MOHON LUANGKANLAH WAKTU ANDA UNTUK MEMBACA INI !!! YA ALLAH, MALU SEKALI SAYA MEMBACA KISAH NYATA INI ! BERIKUT PENJELASANNYA

Teguran, Saya menangis serta malu baca cerita ini. . Bilamana artikel ini dirasa bermanfaat untuk Para Sahabat? Jadi Sebarkanlah dgn cara klik tombol “share/bagikan” di bawah catatan ini.


Seorang pedagang hewan qurban berkisah tentang pengalamannya : Seorang ibu datang memperhatikan dagangan saya. Dilihat dari penampilannya sepertinya tidak akan dapat membeli.
Namun tetap saya coba hampiri serta menawarkan kepadanya, “Silahkan bu…”, lalu ibu itu menunjuk salah satu kambing termurah sambil bertanya, ”kalau yang itu berapa Pak? ”.

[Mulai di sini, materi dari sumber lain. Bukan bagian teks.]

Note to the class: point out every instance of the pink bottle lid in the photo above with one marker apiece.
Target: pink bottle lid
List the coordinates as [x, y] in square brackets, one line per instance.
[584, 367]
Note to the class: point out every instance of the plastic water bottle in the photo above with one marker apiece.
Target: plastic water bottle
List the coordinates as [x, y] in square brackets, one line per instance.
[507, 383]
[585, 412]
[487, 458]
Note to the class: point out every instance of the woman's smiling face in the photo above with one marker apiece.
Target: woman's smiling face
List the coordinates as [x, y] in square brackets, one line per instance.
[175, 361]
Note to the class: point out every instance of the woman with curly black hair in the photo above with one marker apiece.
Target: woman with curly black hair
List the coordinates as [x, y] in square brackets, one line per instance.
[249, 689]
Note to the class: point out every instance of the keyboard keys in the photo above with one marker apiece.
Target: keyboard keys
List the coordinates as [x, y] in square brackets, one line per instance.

“Yang itu 700 ribu bu, ” jawab saya. “Harga pasnya berapa? ”, Tanya kembali si Ibuu. “600 deh, harga segitu untung saya kecil, tapi biarlah……. “Tapi, duit saya cuma 500 ribu, bisa pak? ”, pintanya.
Waduh, saya bingung, karena itu harga modalnya, akhirnya saya berembug dengan teman hingga akhirnya diputuskan diberikan saja dengan harga itu pada ibu itu.

Sayapun mengantar hewan qurban itu sampai kerumahnya, begitu tiba dirumahnya, “Astaghfirullah……, Allahu Akbar…, terasa menggigil seluruh tubuh karena lihat keadaan rumah ibu itu.
Rupanya ibu itu cuma tinggal bertiga, dengan ibunya serta puteranya dirumah gubug berlantai tanah itu. Saya tak lihat tempat tidur kasur, kursi ruang tamu, apalagi perabot mewah atau


barang-barang elektronik,. Yang terlihat hanya dipan kayu beralaskan tikar serta bantal lusuh.

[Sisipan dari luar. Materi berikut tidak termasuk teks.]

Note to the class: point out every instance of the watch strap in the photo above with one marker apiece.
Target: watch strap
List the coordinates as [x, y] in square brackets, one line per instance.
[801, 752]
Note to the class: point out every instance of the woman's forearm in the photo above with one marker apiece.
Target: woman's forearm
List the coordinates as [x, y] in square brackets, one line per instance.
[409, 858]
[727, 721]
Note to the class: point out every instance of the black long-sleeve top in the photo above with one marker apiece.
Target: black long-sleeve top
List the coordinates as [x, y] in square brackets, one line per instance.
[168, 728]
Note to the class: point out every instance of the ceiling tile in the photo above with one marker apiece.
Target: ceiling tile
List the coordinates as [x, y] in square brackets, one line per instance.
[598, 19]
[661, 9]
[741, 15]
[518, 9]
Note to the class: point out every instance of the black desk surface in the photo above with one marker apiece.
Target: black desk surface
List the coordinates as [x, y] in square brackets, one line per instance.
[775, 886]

Diatas dipan, tertidur seorang nenek tua kurus. “Mak….. bangun mak, nih lihat saya bawa apa? ”, kata ibu itu pada nenek yg sedang rebahan hingga akhirnya terbangun. “Mak, saya telah belikan emak kambing buat qurban, kelak kita antar ke Masjid ya mak…. ”, kata ibu itu dengan penuh kegembiraan.
Si nenek sangat terkaget meski nampak bahagia, sembari mengelus-elus kambing, nenek itu berucap, “Alhamdulillah, akhirnya kesampaian juga bila emak mau berqurban”.

“Nih Pak, uangnya, maaf ya bila saya nawarnya kemurahan, karena saya cuma tukang cuci di kampung sini, saya sengaja mengumpulkan uang untuk beli kambing yang akan diniatkan buat qurban atas nama ibu saya…. ”, kata ibu itu

Kaki ini bergetar, dada terasa sesak, sambil menahan tetes air mata, saya berdoa, “Ya Allah…, Ampuni dosa hamba, hamba malu berhadapan dengan hamba-Mu yang tentu lebih mulia ini, seorang yang miskin harta namun kekayaan Imannya begitu luar biasa”.

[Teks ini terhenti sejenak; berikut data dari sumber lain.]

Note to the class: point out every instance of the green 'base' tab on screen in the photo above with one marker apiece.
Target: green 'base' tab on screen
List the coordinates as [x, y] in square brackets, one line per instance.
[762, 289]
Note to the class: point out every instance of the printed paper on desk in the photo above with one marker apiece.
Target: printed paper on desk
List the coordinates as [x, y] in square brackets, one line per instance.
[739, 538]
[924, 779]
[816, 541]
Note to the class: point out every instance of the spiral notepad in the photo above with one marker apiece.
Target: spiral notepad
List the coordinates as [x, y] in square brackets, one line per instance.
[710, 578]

“Pak, ini ongkos kendaraannya…”, panggil ibu itu, ”sudah bu, agar biaya kendaraanya saya yang bayar’, kata saya.
Saya cepat pergi sebelum ibu itu tahu kalau mata ini telah basah karena tidak sanggup mendapat teguran dari Allah yang telah mempertemukan dengan hambaNya yang dengan kesabaran, ketabahan serta penuh keimanan ingin memuliakan orang tuanya…….

Untuk mulia ternyata tidak perlu harta berlimpah, jabatan tinggi apalagi kekuasaan, kita bisa belajar keikhlasan dari ibu itu untuk menggapai kemuliaan hidup.

Berapa banyak diantara kita yang diberi kecukupan penghasilan, tetapi masih saja ada kengganan untuk berkurban, padahal bisa jadi harga handphone, arloji, tas, ataupun aksesoris yg menempel di badan kita harganya jauh lebih mahal dibandingkan seekor hewan qurban. Tetapi selalu kita sembunyi di balik kata tak dapat atau tak dianggarkan.